Example 1: Some years ago, I had to sit through a meeting where a committee worried about a 2% drop in satisfaction scores on a student questionnaire. No-one checked how many replies were involved (around 400, so it worked out to about 6 people less in the second year than the first as the ratings were something like 75%).
Example 2: I recently had to add comments in a record system about students whose attendance percentage had dropped below 90%. That was 8 weeks into the course...
I don't know if Newton's law's would jump out of the paper if you simply threw a ball at one million different vectors.
We might be initially processing the large data using relatively simple techniques, but on the reduced data, we can now run more sophisticated methods that actually work because the underlying data comes from a huge number of samples.

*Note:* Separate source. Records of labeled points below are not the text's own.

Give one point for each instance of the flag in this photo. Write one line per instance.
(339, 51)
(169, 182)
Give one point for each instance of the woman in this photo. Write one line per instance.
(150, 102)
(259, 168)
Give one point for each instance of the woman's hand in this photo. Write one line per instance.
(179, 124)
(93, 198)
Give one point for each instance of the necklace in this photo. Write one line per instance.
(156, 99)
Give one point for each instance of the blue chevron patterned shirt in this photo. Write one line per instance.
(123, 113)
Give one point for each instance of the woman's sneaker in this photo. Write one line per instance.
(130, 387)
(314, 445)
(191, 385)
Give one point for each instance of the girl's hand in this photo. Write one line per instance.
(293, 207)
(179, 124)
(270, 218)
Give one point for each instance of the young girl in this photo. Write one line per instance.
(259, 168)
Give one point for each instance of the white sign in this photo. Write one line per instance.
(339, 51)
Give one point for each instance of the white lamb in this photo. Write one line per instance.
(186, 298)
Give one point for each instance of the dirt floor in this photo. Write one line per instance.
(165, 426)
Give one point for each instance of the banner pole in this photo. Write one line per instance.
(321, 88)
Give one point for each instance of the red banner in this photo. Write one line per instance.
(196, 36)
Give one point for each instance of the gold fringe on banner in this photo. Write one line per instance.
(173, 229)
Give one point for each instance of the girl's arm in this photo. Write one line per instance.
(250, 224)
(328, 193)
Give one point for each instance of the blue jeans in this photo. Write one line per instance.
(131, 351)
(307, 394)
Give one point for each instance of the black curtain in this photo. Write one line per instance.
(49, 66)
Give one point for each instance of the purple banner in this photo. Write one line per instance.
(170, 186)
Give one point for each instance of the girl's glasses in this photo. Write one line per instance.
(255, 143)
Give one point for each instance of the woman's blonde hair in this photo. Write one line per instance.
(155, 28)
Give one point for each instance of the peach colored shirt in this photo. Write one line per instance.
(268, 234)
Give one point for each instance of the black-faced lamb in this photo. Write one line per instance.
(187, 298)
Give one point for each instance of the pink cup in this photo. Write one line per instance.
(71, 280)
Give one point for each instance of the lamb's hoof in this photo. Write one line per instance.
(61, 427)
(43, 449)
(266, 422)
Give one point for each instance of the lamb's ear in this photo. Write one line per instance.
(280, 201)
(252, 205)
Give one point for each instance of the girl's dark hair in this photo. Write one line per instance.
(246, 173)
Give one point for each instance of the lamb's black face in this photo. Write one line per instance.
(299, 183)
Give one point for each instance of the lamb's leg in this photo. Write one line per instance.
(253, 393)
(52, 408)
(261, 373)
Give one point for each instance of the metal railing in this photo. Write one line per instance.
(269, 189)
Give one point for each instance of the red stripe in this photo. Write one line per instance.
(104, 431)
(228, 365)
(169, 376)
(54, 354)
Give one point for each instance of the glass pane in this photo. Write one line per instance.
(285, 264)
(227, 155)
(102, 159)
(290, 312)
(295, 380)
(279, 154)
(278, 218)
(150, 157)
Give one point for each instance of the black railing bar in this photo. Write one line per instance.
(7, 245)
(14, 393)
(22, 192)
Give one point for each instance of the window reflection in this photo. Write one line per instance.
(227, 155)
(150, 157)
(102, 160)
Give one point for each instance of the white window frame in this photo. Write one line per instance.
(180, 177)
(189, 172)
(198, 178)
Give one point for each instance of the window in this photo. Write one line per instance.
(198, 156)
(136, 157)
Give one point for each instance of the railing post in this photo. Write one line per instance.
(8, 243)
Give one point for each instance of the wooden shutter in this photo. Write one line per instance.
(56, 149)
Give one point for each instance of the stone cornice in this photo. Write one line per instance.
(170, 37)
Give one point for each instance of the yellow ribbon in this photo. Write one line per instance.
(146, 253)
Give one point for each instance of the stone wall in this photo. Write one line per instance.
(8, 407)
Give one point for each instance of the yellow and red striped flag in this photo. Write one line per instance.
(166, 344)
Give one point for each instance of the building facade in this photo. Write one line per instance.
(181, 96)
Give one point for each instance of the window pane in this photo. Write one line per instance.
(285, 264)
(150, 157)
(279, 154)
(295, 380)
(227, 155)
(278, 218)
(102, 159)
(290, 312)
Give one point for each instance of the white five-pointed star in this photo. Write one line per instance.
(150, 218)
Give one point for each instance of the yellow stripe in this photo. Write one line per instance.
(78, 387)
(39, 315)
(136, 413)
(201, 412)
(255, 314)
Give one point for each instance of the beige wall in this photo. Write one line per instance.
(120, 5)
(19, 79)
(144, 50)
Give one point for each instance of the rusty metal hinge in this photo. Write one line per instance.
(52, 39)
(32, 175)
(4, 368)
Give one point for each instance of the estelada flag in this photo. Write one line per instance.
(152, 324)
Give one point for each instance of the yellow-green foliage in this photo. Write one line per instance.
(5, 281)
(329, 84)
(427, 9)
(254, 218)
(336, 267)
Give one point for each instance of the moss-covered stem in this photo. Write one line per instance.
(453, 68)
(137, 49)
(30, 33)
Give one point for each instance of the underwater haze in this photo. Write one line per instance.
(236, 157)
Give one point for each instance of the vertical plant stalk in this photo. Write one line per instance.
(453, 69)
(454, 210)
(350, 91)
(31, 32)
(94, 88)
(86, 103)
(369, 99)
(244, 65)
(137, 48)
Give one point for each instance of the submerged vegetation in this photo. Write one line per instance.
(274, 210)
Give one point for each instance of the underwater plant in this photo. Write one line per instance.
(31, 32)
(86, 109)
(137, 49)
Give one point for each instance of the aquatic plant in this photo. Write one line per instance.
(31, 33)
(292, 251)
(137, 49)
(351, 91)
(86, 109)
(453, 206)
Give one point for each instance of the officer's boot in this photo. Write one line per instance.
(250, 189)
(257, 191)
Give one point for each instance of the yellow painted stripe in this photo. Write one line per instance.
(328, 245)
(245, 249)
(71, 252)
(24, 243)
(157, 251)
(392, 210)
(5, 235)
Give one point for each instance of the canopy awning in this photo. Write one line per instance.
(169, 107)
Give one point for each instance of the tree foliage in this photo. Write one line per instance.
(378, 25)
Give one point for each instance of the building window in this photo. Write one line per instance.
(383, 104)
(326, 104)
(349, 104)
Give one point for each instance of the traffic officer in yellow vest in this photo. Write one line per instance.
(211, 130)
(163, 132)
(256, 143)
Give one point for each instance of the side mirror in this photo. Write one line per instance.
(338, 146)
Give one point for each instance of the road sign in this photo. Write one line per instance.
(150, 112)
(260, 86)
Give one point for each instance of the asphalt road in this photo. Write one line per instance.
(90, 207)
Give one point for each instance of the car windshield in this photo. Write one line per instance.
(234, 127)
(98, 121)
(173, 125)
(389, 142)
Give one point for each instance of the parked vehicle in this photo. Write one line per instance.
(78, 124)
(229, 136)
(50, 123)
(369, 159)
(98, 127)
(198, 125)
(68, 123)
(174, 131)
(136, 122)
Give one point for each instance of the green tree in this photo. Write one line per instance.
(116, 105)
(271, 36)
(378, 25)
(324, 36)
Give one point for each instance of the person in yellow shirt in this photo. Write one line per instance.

As but one example, in computer vision, the concept of "attributes" -- automatically labeling objects using descriptive words instead of categorical ones, i.e., "this thing is like..." rather than "this thing is..." -- has opened the door to a number of exciting advances. One is the concept of "zero-shot learning": automatically recognizing an object that you've never seen an instance of before simply via a description. For example, one could recognize beavers as "small, four-legged furry rodents with big teeth and a flat tail", without having ever seen a beaver before. The training data for this classifier need not include beavers, but only images which match the individual attributes, not necessarily all in the same image -- small, four-legged, furry, rodent, big teeth, flat tail.
This kind of thing was not really possible before, because there just wasn't enough data to train reliable classifiers for each attribute in any kind of automated way.
Finally, as I alluded to at the beginning, these individual attribute classifiers are often relatively simple algorithms, such as Support Vector Machines (SVMs). Yet, the 2nd-stage algorithms that use the attribute values to do something useful, such as the zero-shot learning application described above, are often much more involved/advanced techniques.
1. Remoteness of location - few outside influences 2. Relatively few species!
Even though it's on the equator, the islands aren't all jungle and animals. The sheer lack of different species made it possible to see every single one of them in a single visit, and allowed Darwin to theorize without thinking he missed something.
Sometimes, simplicity helps with focus
A lot of early "progress" in AI was found to not survive contact with the real world -- for example, most of computer vision. This was because collecting data was so expensive/difficult that only a few images could be captured for many experiments, and the methods they came up with often worked okay for those examples, but nothing else! So a lot of clever-seeming algorithms end up being rather useless in the real world, and progress was illusionary.
I find that in computer vision (my area of research), a fundamental component of many disparate problems is that you are trying to interpolate or extrapolate data in a very complicated underlying space, where linear approximations are completely unusable and optimization is too unconstrained. The key is to come up with suitable regularizers that can use prior information to constrain the problem appropriately.
Getting more data thus helps in two ways:
1. It reduces the amount of interpolation you have to do, since you can get a denser sampling of the space.
2. It allows you up to build up these priors using real data, making interpolation much better.
Empirically, this paper (http://www.cs.cornell.edu/~caruana/ctp/ct.papers/caruana.icm...) makes a reasonably compelling case that Naive Bayes is really not very good compared to anything that actually models cross-feature correlations. Theoretically, it's clear that Naive Bayes will fail in unboundedly bad ways given enough strongly correlated features (If I just duplicate the feature N times, I effectively multiply its coefficient by N without actually adding any new information).
Note: I believe there is a technical weakness in the paper due to how they quantized continuous variables for use in Naive Bayes, but the overall performance trends reported confirm my experience with modeling projects in the wild.
Edit: I realize that one might make the claim just in the context of huge data sets, but again you have to get lucky not to have strong correlation effects that other models would handle better.
Edit 2: Oh, I'm an idiot. You specifically said AI. I'll leave the comment as it was, because I often hear the "with enough data Naive Bayes is as good as anything else" story and hope to influence anyone who might be impressionable :-)